Flowers in the Attic is a 1979 novel by V.C. Andrews, and I am totally freaking out about it. Both my mother and grandmother read this first installment of the series years ago, and for some reason my grandmother decided to randomly begin the second book, Petals on the Wind, and when they were talking about it, I felt like I was missing out, so here we are.



Two beautiful blonde parents fell in love, got married, and had four beautiful blonde children. Their lives were pretty blissful; there was so much love and plenty to go around for everyone. Until the unthinkable happened. Chris, the father, got into a horrific car accident and died, leaving behind his extremely unprepared wife, Corrine, adolescents Christopher and Cathy and four-year-old twins Carrie and Cory. They had a lot of debt, so Corrine was forced to contact her parents who lived in Virginia whom she had a major falling out with when she married Chris. When she finally heard back from her mother, she told the children that their lives were going to change for the better under the current circumstances. For her parents were filthy rich and lived in a huge house. And Corrine had every intention of winning back her ill father’s affections so that she could inherit everything.

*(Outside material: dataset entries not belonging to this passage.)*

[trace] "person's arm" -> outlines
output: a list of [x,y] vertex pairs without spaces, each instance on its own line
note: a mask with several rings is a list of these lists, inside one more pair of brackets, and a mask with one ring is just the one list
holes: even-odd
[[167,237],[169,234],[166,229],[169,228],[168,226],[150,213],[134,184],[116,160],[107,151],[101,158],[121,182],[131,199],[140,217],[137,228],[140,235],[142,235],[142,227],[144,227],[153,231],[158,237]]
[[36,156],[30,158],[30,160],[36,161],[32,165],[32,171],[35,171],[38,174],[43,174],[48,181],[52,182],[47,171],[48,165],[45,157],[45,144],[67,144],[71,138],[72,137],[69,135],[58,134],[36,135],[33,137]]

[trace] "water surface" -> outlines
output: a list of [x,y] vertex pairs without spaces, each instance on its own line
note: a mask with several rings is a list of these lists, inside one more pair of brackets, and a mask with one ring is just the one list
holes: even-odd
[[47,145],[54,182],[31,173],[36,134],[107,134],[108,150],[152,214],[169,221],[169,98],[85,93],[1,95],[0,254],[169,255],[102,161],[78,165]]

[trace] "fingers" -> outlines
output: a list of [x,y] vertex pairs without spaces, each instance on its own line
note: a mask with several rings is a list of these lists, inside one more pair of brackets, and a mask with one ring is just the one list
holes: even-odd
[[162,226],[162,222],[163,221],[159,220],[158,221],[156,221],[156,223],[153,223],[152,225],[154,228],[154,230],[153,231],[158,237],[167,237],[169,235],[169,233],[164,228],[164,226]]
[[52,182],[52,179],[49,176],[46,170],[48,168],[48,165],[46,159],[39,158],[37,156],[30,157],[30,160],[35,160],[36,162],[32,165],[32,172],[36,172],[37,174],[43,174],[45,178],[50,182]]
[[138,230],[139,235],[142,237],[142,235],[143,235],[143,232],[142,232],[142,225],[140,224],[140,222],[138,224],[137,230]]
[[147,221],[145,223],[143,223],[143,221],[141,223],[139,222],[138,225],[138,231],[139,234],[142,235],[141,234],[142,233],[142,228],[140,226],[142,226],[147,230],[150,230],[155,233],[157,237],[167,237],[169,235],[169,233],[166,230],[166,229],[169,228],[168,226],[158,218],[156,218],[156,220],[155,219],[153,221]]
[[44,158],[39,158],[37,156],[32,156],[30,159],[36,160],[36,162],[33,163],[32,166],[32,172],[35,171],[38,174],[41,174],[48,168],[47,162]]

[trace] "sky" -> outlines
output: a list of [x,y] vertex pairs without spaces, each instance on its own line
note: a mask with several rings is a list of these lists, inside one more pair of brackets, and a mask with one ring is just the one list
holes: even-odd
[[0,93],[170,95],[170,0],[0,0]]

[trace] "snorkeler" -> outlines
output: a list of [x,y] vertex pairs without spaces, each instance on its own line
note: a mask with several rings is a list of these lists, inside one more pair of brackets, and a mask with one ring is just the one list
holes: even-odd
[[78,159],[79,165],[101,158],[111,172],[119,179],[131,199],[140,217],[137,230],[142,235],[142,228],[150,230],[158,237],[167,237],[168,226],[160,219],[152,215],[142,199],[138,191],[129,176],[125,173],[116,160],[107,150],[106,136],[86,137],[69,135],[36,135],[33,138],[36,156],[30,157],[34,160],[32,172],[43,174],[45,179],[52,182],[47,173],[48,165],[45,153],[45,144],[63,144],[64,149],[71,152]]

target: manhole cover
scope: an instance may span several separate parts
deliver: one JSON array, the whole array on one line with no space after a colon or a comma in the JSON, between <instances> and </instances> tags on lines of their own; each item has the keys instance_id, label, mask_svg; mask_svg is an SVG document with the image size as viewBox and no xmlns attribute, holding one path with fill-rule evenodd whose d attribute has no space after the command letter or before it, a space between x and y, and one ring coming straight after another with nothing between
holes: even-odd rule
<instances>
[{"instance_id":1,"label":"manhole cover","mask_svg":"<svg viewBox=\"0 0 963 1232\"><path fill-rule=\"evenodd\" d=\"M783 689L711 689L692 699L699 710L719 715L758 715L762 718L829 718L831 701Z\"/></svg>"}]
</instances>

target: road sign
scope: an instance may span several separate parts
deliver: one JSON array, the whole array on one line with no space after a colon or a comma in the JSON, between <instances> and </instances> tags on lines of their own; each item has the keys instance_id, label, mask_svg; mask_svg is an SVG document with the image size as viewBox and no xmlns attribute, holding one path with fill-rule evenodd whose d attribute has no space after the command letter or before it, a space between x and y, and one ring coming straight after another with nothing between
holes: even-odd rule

So that THEY could inherit everything. The children believed in their mother, they trusted her to make the right decision, and off they went. Things started getting stranger and stranger as Cathy narrated their journey to Virginia, and how they were ushered in the grand mansion in the middle of the night, given one room with a bathroom attached, where they were expected to stay, and not come out. Their mother assured them that everything would be fine, but the next morning their evil grandmother came in with a basket full of food, a long list of rules, and locking the door behind her, giving the four children the impression that they wouldn’t be leaving that small room, for a long, long time.

This novel is very much a psychological thriller, although the author did allude to some of the awfulness that came about, I never actually expected it to happen! I never dreamed that…okay wait; I’m going to stop talking now.